Un joueur hors normes, à tous les niveaux

27,5 points, 11,5 rebonds et 8,5 passes à 56% aux tirs et 40% à trois-points. Incroyable. "Je lui répète avant tous les matches : ‘va donc chercher le MVP. Tu peux être le meilleur joueur du monde si tu veux’", remarque Barton. Là encore, autant parler à un mur. "Je ne pense jamais à ce trophée, tout ce qui compte c’est le match suivant" rétorque Jokic. Un joueur à part. Une star différente des autres. Déjà physiquement. Un grand nounours de 128 kilos. Et certainement pas que du muscle. Il ne cache pas son affection particulière pour le coca et les sucreries. Dans cette ligue où les athlètes développent des corps d’Apollon, lui est constamment raillé pour son embonpoint. Mais là encore, il s’en fiche. "Je ne lis rien, je n’écoute pas non plus." Il ne compte pas changer.

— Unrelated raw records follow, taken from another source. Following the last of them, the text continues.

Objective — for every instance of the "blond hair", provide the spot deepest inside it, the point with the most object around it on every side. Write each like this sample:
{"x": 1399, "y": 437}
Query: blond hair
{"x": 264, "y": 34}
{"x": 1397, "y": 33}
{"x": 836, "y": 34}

Nikola Jokic, la vedette des Denver Nuggets.

Crédit: Getty Images

Il est là pour prendre du plaisir. Et pour en donner. Parce que le "Joker" régale. Il y a du Larry Bird en lui. Du Magic Johnson aussi. Et un peu de Dirk Nowitzki. Dans des proportions différentes, bien entendu. Il n’est pas au niveau des ces Hall Of Famers, tous sacrés champions. Mais sur le terrain, ses camarades profitent de ses passes lumineuses comme ceux des glorieux aînés. Pour le plus grand bonheur des fans et des spectateurs. Il régale aussi en dehors. En restant simple. En restant lui-même. Drôle, maniant l’autodérision aussi bien que le ballon. Pour preuve, quand il est comparé à LeBron James, il admet volontiers "être aussi rapide que le King » tout en précisant que leurs « qualités athlétiques sont les mêmes." Où quand il décrit sa relation avec Jamal Murray comme celle "d’un couple mais en moins intime."
En fait, il a un côté Boris Diaw. Certains coaches américains ne comprenaient pas du tout pourquoi le Français ne faisait pas tout pour devenir un All-Star. Lui n’était là que pour jouer, pour l’esprit de camaraderie… et bien sûr pour gagner. Jokic est dans ce moule. Mais en beaucoup plus fort. Peut-être même suffisamment fort pour emmener un jour les Nuggets jusqu’au titre. Même si, pour ça, il lui faudrait sans doute au moins un autre joueur de son standing à ses côtés. Mais en attendant, titre ou pas, MVP ou non, il n’a pas fini de nous faire plaisir.